What draws me to Mieville is his creativity. A lot of fantasy is so derivative as to border on plagiarism (Paolini’s Inheritance Cycle), or so repetitive as to be dull (Terry Goodkind’s Sword of Truth). Then there’s the overly epic, spend-five-pages-describing-a-woman’s-outfit of Robert Jordan, not to mention the plethora of Tolkein imitators. Mieville fits in none of these categories.

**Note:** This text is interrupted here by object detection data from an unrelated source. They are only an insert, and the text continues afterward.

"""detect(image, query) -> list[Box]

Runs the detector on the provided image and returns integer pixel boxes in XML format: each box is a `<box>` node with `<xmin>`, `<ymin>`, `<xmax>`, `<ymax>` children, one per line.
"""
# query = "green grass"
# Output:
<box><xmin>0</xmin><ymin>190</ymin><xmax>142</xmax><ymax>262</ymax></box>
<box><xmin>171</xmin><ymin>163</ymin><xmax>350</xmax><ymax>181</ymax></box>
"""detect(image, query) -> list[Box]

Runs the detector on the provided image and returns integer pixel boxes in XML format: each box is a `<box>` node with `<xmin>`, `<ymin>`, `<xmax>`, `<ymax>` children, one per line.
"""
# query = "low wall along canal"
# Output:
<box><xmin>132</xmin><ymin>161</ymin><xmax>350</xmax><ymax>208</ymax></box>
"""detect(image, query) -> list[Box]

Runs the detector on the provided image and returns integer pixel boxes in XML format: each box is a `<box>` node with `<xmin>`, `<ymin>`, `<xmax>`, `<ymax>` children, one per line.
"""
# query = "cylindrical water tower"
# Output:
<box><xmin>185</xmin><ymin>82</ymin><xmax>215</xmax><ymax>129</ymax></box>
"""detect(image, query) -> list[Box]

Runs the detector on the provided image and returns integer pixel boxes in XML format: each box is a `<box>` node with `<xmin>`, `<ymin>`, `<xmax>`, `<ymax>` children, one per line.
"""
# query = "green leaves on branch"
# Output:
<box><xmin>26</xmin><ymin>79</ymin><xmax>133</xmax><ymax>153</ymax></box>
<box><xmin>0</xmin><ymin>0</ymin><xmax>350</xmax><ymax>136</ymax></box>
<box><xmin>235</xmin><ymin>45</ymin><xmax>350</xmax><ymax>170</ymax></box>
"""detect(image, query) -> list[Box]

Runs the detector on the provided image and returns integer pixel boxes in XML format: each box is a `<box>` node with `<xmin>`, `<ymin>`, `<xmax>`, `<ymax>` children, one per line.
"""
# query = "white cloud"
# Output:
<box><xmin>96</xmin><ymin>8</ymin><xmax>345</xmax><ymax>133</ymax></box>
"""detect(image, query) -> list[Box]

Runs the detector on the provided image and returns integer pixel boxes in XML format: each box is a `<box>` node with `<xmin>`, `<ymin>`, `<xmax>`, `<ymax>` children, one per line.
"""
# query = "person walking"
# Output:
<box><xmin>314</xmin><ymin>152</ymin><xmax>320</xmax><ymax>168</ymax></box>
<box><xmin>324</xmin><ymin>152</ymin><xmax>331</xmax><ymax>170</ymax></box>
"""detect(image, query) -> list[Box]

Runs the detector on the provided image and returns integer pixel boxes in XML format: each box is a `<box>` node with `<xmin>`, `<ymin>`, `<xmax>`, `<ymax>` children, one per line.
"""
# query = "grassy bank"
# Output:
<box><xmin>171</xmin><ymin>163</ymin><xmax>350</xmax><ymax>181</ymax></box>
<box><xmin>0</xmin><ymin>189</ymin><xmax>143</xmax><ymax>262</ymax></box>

Much like Neil Gaiman, who’s American Gods beat Mieville’s Perdido Street Station for the Hugo in 2002, Mieville throws off the derivative and often boring shackles of most mainstream fantasy, going for his own completely unique style. In his New Crobuzon trilogy (Perdido Street Station, The Scar, and Iron Council) this includes combining the mainstay of fantasy — magic — with steam punk. Clockwork and steam engines play a huge part in the mis en scene of that trilogy. His short stories toy with alternate realities and strange happenings, walking the line between fantasy and horror. Unlundun, his young adult novel full of puns and good humor, is the tale of a strange alternate city behind the scenes of the real London. The City and the City, a worthy addition to Mieville’s oeuvre, is completely unlike the rest of his work and serves to show his versatility as a writer. Reading this novel after all his others gives me confidence that he has avoided the trap of staying with one style or setting for too long.
The City and The City is essentially a hard boiled detective novel set in two fictional (presumably) Eastern European cities called Beszel and Ul Qoma. The thing is, the cities coexist, on top of each other, overlapping each other, bleeding into one another. However, the border between the two is constantly and militantly policed by a force called “Breach”. Citizens are trained from youth to “unsee”, “unsmell”, “unhear” things from the sister city. Something as small as nodding to a passerby in the other city will bring Breach down to enforce the border. Outside the cities, the world is much as we know it. America is an economic super-power and all our real-world countries exist (what is never addressed is whether they have any uniquely fantastic attributes like Beszel and Ul Qoma).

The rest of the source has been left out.